A A3A Engenharia de Sistemas desenvolve projetos de segurança eletrônica com foco em integração, confiabilidade, conformidade normativa, proteção de dados, previsibilidade de implantação, redução de retrabalho e segurança técnica para tomada de decisão. O resultado é uma base objetiva para contratar, executar, fiscalizar, testar, operar e manter o sistema com controle e rastreabilidade.
Escopo do serviço
O escopo do Projeto de Sistema Integrado de Segurança Eletrônica pode ser ajustado conforme o porte, a criticidade, o nível de integração e a fase do empreendimento, abrangendo desde estudos preliminares até projeto executivo completo, apoio à contratação, fiscalização técnica e validação dos testes integrados.
Levantamento técnico e diagnóstico
- Reuniões com stakeholders de segurança patrimonial, TI, facilities, engenharia, operação, compliance e gestão
- Levantamento de necessidades atuais e futuras de segurança eletrônica
- Análise de ameaças, vulnerabilidades, áreas sensíveis, fluxos de circulação e pontos críticos
- Vistoria em campo para avaliação de acessos, perímetros, recepções, salas técnicas, áreas restritas e ambientes operacionais
- Mapeamento de sistemas existentes: CFTV, VMS, controle de acesso, alarmes, interfonia, rede, servidores, automação e SOC
- Identificação de pontos cegos, falhas de cobertura, obsolescência, limitações de integração e riscos de manutenção
- Registro de premissas, restrições, oportunidades de melhoria e critérios técnicos do empreendimento
Estudos de risco, zonas e requisitos operacionais
- Definição de zonas de segurança, áreas críticas, áreas restritas e áreas públicas ou semipúblicas
- Mapeamento de fluxos de pessoas, veículos, visitantes, terceiros, prestadores e equipes operacionais
- Identificação de eventos críticos, cenários de intrusão, acesso indevido, permanência irregular e falhas operacionais
- Definição de requisitos para detecção, verificação, resposta, registro e preservação de evidências
- Caracterização de operação 8×5, 12×7, 24×7 ou conforme a criticidade do ambiente
- Definição de requisitos de retenção de imagens, logs, eventos, clipes e trilhas de auditoria
- Definição de critérios de privacidade, LGPD, controle de permissões e acesso a dados sensíveis
- Estabelecimento do nível de automação, integração, supervisão e resposta esperado para a operação
Arquitetura integrada do sistema
O projeto define a arquitetura geral do sistema, tratando os subsistemas de segurança eletrônica como partes de uma operação integrada, e não como equipamentos isolados.
- Integração entre CFTV IP, VMS, controle de acesso, alarmes, sensores, interfonia e automação
- Integração com SOC, BMS, diretórios corporativos, RH, sistemas de visitantes, ERP, ITSM ou plataformas de operação
- Definição de servidores, estações, storage, rede, VLANs, switches, links, energia protegida e infraestrutura associada
- Definição de integrações por API, eventos, metadados, drivers, SDKs, conectores ou protocolos compatíveis
- Desenho de fluxos de operação, resposta, escalonamento, notificação e registro de ocorrências
- Elaboração de arquitetura lógica, física e operacional do sistema integrado
- Compatibilização entre segurança eletrônica, TI, infraestrutura, automação, facilities e operação
Projeto de videomonitoramento IP e VMS
O videomonitoramento deve ser projetado a partir do objetivo operacional de cada cena.

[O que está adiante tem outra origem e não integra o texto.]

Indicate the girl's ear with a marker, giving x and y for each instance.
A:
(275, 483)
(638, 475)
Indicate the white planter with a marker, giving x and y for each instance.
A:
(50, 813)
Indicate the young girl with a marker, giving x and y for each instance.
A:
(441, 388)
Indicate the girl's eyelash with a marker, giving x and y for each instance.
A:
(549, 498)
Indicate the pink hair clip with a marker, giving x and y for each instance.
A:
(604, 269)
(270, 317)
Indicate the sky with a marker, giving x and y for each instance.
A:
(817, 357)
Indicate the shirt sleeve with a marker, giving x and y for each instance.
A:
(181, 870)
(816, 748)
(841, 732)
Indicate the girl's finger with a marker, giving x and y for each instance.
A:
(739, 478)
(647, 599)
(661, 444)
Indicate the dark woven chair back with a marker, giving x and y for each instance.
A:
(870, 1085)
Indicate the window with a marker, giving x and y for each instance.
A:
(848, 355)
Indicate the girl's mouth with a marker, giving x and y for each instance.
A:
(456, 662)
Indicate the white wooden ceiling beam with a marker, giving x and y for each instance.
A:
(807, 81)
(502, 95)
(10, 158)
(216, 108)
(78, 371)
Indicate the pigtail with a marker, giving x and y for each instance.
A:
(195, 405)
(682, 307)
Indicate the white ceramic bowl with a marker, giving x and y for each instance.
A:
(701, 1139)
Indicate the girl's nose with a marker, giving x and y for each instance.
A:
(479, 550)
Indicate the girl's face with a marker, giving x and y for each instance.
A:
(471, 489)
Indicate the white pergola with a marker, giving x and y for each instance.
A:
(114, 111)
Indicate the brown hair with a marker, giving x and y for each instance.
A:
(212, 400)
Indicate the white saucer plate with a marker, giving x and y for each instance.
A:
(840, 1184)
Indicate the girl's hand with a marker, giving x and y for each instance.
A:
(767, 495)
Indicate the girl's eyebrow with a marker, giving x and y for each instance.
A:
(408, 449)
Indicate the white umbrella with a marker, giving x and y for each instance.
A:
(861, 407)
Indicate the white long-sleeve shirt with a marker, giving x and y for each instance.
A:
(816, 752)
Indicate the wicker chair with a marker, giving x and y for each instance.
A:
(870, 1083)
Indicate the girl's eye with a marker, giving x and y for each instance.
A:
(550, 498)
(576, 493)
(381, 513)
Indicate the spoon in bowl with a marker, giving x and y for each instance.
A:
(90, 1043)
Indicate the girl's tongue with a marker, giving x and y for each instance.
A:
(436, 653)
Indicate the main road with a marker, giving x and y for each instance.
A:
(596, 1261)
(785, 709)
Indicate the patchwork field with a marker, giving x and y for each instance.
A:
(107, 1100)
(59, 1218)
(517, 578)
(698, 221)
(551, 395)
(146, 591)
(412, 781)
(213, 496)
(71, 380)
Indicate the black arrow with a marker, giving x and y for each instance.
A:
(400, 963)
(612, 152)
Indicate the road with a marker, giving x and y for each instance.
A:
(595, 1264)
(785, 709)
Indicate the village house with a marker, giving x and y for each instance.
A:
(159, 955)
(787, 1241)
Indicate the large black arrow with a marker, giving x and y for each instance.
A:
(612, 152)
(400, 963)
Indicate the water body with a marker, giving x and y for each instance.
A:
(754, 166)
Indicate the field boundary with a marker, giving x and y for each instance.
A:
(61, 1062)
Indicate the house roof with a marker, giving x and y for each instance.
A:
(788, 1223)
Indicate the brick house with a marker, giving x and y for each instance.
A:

Detectar, observar, reconhecer ou identificar pessoas, veículos e eventos exige diferentes níveis de detalhe, posicionamento, iluminação, lente, resolução, compressão e armazenamento.
- Definição dos objetivos de cada câmera: detecção, observação, reconhecimento ou identificação
- Cálculo de densidade de pixels e avaliação de campo de visão, distância, altura e ângulo de instalação
- Especificação de resolução, lente, FPS, compressão, WDR, sensibilidade, infravermelho e iluminação complementar
- Seleção de câmeras fixas, dome, bullet, panorâmicas, PTZ, térmicas, multisensores ou aplicações especiais
- Cobertura de perímetros, acessos, recepções, estacionamentos, áreas críticas, circulação, docas e salas técnicas
- Integração com VMS, mapas, layouts, perfis de usuário, permissões, alarmes e operação de monitoramento
- Definição de gravação contínua, por evento, por agenda, por analítico ou em modelo híbrido
- Definição de retenção, arquivamento, exportação, busca, evidências e documentação de câmeras
Projeto de controle de acesso
O controle de acesso estabelece as regras de entrada, circulação e permanência em áreas controladas, conectando identidade, credencial, localidade, horário, autorização, evento e evidência.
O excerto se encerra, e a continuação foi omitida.